Why should any of this trouble us? The reason is that these slack verbal indulgences only pretend to serve as innocuous filler. They create a tacit prejudice, a vaporous presumption of instant concurrence, in an area where honest thinking would have to pursue the subject much longer. They signal inclusiveness and a cost-free conformity, while brushing aside every plausible objection to the suitability of a metaphor, the justice of a comparison, the hyperbolic nature of a given claim.

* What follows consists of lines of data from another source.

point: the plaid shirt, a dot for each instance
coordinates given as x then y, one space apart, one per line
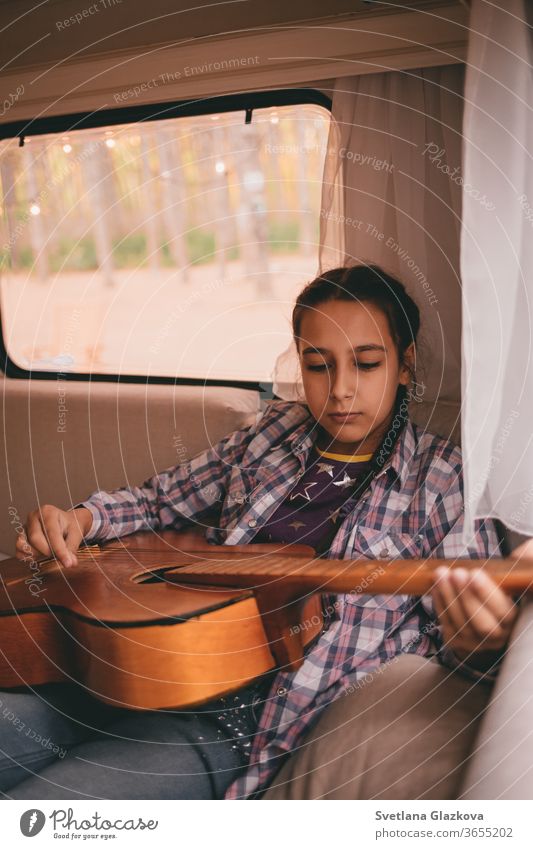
412 509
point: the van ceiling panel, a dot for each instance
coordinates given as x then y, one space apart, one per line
43 33
233 46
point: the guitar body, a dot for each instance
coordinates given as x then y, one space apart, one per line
115 625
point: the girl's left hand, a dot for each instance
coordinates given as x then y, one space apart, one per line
476 616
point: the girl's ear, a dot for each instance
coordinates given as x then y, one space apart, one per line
407 370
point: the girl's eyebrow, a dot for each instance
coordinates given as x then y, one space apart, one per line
358 348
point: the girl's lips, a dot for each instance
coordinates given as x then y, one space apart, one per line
343 416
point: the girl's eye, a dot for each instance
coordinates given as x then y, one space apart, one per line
362 366
367 366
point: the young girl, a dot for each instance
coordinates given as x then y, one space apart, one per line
345 472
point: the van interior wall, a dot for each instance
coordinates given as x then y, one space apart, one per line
63 440
125 56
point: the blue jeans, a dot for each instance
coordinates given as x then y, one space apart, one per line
57 742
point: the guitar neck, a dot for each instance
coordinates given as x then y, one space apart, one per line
307 574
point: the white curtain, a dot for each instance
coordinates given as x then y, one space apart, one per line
497 267
392 195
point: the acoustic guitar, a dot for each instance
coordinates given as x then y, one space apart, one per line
167 620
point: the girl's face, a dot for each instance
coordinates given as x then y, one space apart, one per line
350 365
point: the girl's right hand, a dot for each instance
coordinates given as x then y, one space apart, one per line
54 533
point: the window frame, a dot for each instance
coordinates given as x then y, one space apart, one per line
245 102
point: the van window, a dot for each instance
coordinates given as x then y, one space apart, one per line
173 247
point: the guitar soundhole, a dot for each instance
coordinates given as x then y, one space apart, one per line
162 575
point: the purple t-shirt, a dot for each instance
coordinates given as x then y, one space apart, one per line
321 497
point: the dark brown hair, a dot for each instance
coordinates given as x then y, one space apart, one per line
363 284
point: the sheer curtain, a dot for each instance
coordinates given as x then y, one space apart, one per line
497 267
392 195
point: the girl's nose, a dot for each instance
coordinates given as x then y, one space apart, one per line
343 385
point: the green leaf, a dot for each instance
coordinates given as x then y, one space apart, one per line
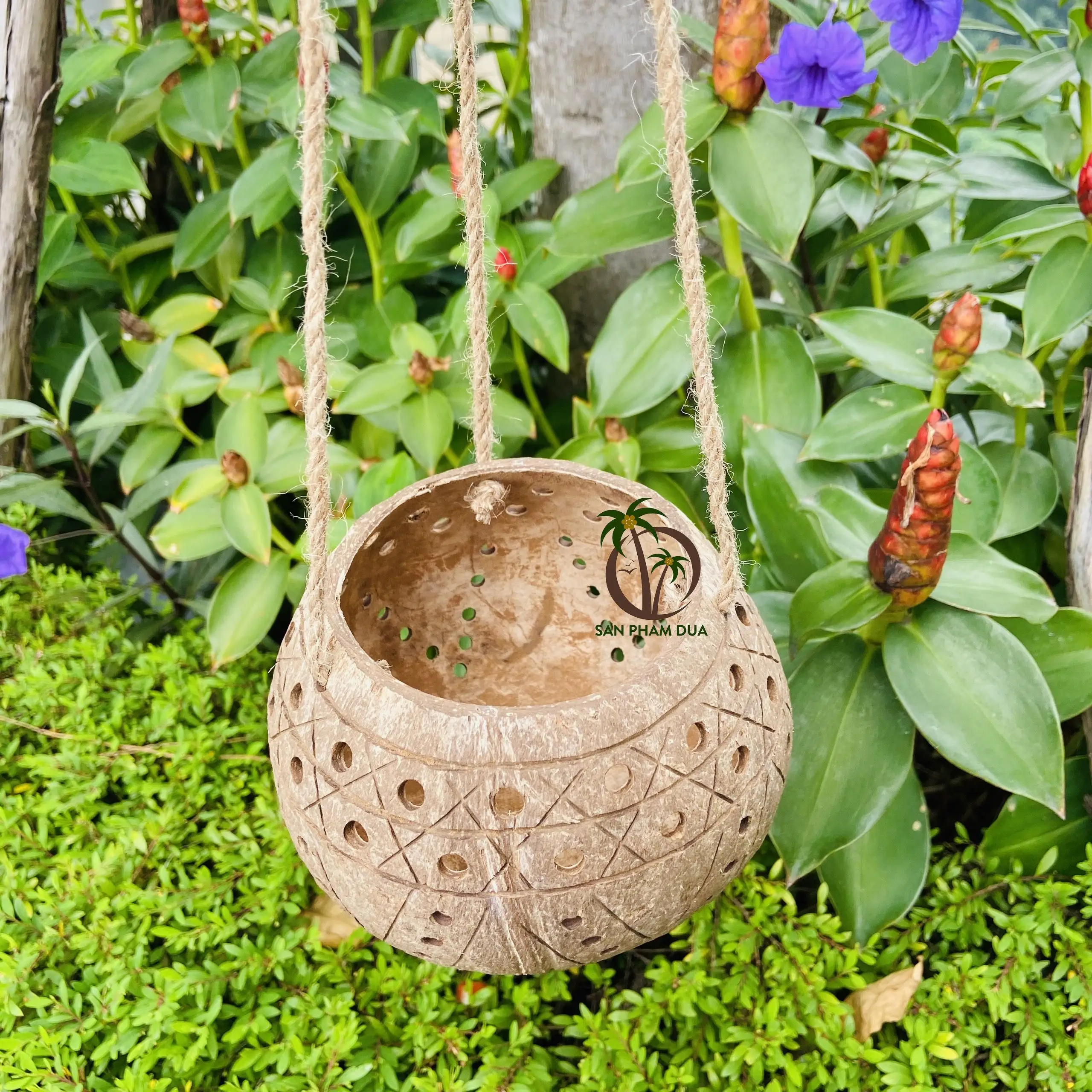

You may say the examples above don’t deserve the name of cant, which wants whole sentences and paragraphs to breathe in. That is an honorable purist objection, true as far as it goes. Still, these atomic particles illustrate the verbal medium of the chattering class in one important subspecies, the jargon of knowingness. Consequential meaning-markers in the high corporate world, they are rarely blocked from the discourse (“discourse”! We almost forgot you!) of the social sciences, the div schools, and the law schools—those shiny, slippery word-fruit that we pluck, eat, and send into the world without a second thought.